La gran diferencia entre ambos arranca en la infancia. Mientras que a ‘Leo’ lo llevaron a Barcelona siendo un niño y lo trataron como un ‘futbolista probeta’ —con vitaminas, psicólogos y profesores—, el ‘Diez de todos’ vivió una vida de chico de barrio bajo en Villa Fiorito. Diego, antes que futbolista, esposo o padre, era hijo: tenía un inmenso amor por su madre, la gran doña Tota, quien le reservaba el único bistec de la mesa para el niño mimado en tiempos de ‘vacas flacas’. Ya de niño demostraba un talento único; un camarógrafo aficionado lo filmó dando cabecitas una y otra vez, como si tuviera un imán en la frente y en la pierna izquierda que atraía la pelota.
El paso de Diego Maradona por el Barcelona fue polémico. En su autobiografía ‘Yo soy Diego’, el astro reconoció que su primer acercamiento con la cocaína se dio en ese club. El equipo azulgrana terminó cediéndolo al Nápoles italiano debido a su apego a la vida nocturna. Nadie imaginaba cómo cambiaría su vida en la capital de la mafia italiana. Antes, había llegado a Argentinos Juniors y nunca se alejó de las calles, ni siquiera cuando se convirtió en ídolo con Boca Juniors, el tremendo equipo con Miguel Ángel Brindisi. Pero tras el Mundial de España 82, Boca dejó ir al Diego y fue contratado por el poderoso Barcelona.
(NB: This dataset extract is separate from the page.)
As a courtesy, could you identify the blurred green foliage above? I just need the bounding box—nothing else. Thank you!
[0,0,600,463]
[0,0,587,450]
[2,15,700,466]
LOS ÚLTIMOS DÍAS DEL DIEGO
En su cumpleaños número 60, el último 30 de octubre, Maradona tenía dos grandes anhelos: reunir a todos sus hijos —Dalma Nerea, Giannina Dinorah, Jana, Diego Fernando y Diego Jr., su primogénito italiano que no pudo viajar desde Nápoles porque estaba internado con coronavirus— y también a su nieto Benjamín Agüero Maradona, el hijo de Giannina con el futbolista Sergio ‘Kun’ Agüero. Sin embargo, el ‘Pelusa’ atravesaba un estado de ansiedad, depresión y angustia. Por ello, su ‘Doc’ Luque, su psicólogo y su psiquiatra Agustina Cosachov evaluaban un plan llamado ‘Retorno a Cuba’, para que volviera a un lugar donde fue inmensamente feliz: la tierra de su gran amigo, el dictador Fidel Castro, según reportó el diario ‘Clarín’.
Apago el televisor. Diego murió junto a Monona, la mucama, cocinera y ‘mamá postiza’ a quien veneró casi como una madre, la gordita que le hacía ‘los guisos más ricos del mundo’.